In this section, we used the Emotional Lexicon to compare several sets of political speeches. Instead of just positive and negative sentiment, we were able to graph anger compared to positivity.

The Emotional Lexicon depends on each individual word having emotional ratings. Our approach was to add up the percentage of words that were each emotion, and use that as our score.

Discussion topics#

To build the NRC Emotional Lexicon, people were asked what emotions individual words had, without any context at all. But somehow when you run it against this dataset, the aggregate seems to make sense. Does this make us have more faith in individually scoring each word?

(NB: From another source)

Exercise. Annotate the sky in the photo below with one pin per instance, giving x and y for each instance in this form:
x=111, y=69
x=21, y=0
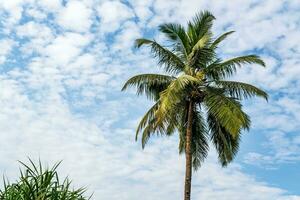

To a large degree, this piece reflects many peoples' thoughts that Trump's speeches are negative and angry. If the visual showed them to be more positive and less angry than a normal State of the Union, would we still trust the dataset? Would we still publish this piece? Why or why not?

If the results didn't seem to make sense, would we try again with other emotions on the axes?

Do you think it would work as well with 'anger' vs. 'negative' as opposed to 'anger' vs 'positive'? Try it out and see what you think about the results!